Computer Science > Social and Information Networks
[Submitted on 7 Feb 2023 (v1), last revised 29 Sep 2023 (this version, v2)]
Title:Understanding the Loss in Community Resilience due to Hurricanes using Facebook Data
View PDFAbstract:Significant negative impacts are observed in productivity, economy, and social wellbeing because of the reduced human activity due to extreme events. Community resilience is an important and widely used concept to understand the impacts of an extreme event to population activity. Resilience is generally defined as the ability of a system to manage shocks and return to a steady state in response to an extreme event. In this study, aggregate location data from Facebook in response to Hurricane Ida are analyzed. Using changes in the number of Facebook users before, during, and after the disaster, community resilience is quantified as a function of the magnitude of impact and the time to recover from the extreme situation. Based on the resilience function, the transient loss of resilience in population activity is measured for the affected communities in Louisiana.
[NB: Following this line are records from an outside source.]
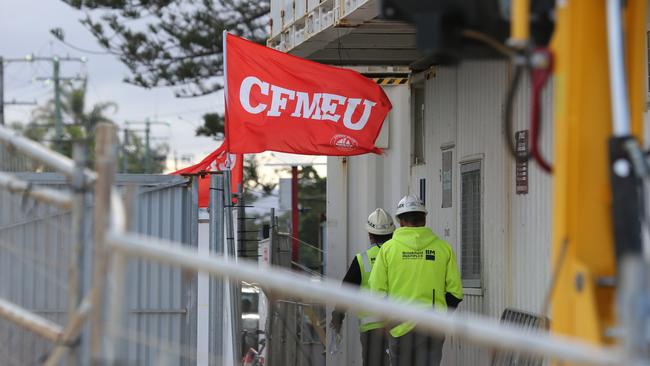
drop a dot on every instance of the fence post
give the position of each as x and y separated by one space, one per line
105 158
75 267
231 252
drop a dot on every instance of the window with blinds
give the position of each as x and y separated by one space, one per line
471 223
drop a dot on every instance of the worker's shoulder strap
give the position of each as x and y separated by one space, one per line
365 260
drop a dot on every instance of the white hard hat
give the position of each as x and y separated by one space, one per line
380 223
410 204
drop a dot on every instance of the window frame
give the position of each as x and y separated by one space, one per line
418 157
465 166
The loss in resilience of the affected communities are explained by three types of factors, including disruption in physical infrastructures, disaster conditions due to hurricanes, and socio-economic characteristics. A greater loss in community resilience is associated with factors such as disruptions in power and transportation services and disaster conditions. Socioeconomic disparities in loss of resilience are found with respect to median income of a community. Understanding community resilience using decreased population activity levels due to a disaster and the factors associated with losses in resilience will enable us improve hazard preparedness, enhance disaster management practices, and create better recovery policies towards strengthening infrastructure and community resilience.
Submission history
From: Tasnuba Binte Jamal [view email][v1] Tue, 7 Feb 2023 15:22:57 UTC (1,517 KB)
[v2] Fri, 29 Sep 2023 14:14:43 UTC (1,542 KB)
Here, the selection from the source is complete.